There is a trace function that gives the sum of the diagonal. You can specify the offset and 2 axes (0 and 1 are the default values). And to get anti-diagonal, you just need to flip one dimension. np.flipud does this, although it simply indexes [::-1,...] .
Putting them together
np.array([np.trace(np.flipud(array),offset=k) for k in range(-1,3)])
matches your new_array .
It still goes over the possible values of l (in this case 4). trace itself compiled.
In this small case, it is actually slower than your double loop (2x3 steps). Even if I move flipud from the inner loop, it is still slower. I do not know how this scales for large arrays.
Part of the problem with vectorizing this even further is the fact that each diagonal has a different length.
In [331]: %%timeit array1 = array[::-1] np.array([np.trace(array1,offset=k) for k in range(-1,3)]) .....: 10000 loops, best of 3: 87.4 µs per loop In [332]: %%timeit new_array = np.zeros([array.shape[0] + array.shape[1] - 1] + list(array.shape[2:])) for i in range(2): for j in range(3): new_array[i+j] += array[i,j] .....: 10000 loops, best of 3: 43.5 µs per loop
scipy.sparse has a dia format in which values of nonzero diagonals are stored.

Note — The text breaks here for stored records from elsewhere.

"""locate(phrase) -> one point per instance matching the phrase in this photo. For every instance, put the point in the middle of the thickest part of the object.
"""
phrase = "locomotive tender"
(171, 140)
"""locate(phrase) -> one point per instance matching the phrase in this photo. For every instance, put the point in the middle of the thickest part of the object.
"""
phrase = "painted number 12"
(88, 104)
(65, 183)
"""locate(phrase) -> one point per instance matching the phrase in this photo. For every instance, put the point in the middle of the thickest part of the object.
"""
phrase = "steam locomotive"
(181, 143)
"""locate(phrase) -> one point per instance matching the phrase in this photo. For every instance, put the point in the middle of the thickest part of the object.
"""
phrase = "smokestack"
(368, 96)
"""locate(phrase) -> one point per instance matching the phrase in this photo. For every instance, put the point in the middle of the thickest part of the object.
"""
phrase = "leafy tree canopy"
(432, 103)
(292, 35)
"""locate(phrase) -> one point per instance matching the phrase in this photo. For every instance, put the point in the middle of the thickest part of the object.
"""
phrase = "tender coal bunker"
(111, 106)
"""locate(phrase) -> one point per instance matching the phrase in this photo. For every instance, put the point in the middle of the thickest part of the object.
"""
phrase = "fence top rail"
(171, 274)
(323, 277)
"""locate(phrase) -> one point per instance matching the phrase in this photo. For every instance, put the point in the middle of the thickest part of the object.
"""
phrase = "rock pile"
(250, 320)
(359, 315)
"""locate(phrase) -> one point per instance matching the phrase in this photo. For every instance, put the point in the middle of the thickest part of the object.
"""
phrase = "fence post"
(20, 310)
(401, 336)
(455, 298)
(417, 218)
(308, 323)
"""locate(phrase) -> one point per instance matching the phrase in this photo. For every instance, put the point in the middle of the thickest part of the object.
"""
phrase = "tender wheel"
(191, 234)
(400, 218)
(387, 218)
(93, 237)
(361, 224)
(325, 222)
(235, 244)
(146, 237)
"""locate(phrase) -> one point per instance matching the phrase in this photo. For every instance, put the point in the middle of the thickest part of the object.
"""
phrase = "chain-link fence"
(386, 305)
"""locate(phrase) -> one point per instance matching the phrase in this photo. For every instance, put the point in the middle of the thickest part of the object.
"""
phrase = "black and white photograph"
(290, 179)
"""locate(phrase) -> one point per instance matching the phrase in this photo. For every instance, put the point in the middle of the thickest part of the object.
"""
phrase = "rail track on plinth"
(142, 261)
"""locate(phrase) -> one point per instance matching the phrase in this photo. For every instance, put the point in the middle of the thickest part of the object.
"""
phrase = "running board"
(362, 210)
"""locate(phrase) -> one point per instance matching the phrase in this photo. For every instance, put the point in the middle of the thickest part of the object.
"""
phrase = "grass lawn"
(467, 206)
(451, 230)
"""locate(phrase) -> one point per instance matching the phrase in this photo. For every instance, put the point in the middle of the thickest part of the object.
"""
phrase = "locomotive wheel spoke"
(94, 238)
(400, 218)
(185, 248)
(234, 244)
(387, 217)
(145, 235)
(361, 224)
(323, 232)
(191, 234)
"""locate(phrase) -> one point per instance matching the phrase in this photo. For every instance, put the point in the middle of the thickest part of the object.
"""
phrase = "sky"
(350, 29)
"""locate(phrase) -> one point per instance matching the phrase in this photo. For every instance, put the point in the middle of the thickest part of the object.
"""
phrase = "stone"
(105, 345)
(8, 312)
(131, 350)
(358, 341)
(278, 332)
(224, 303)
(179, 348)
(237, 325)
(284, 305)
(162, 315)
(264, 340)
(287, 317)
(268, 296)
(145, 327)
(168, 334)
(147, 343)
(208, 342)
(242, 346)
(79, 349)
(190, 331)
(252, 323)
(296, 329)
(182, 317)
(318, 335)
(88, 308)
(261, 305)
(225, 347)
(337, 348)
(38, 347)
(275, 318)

It saves a populated array of values along with offsets.
array([[12, 0, 0, 0], [ 8, 13, 0, 0], [ 4, 9, 14, 0], [ 0, 5, 10, 15], [ 0, 1, 6, 11], [ 0, 0, 2, 7], [ 0, 0, 0, 3]]) array([-3, -2, -1, 0, 1, 2, 3])
Although this is a way around the problem of variable diagonal lengths, I don’t think it helps in this case when you just need their sums.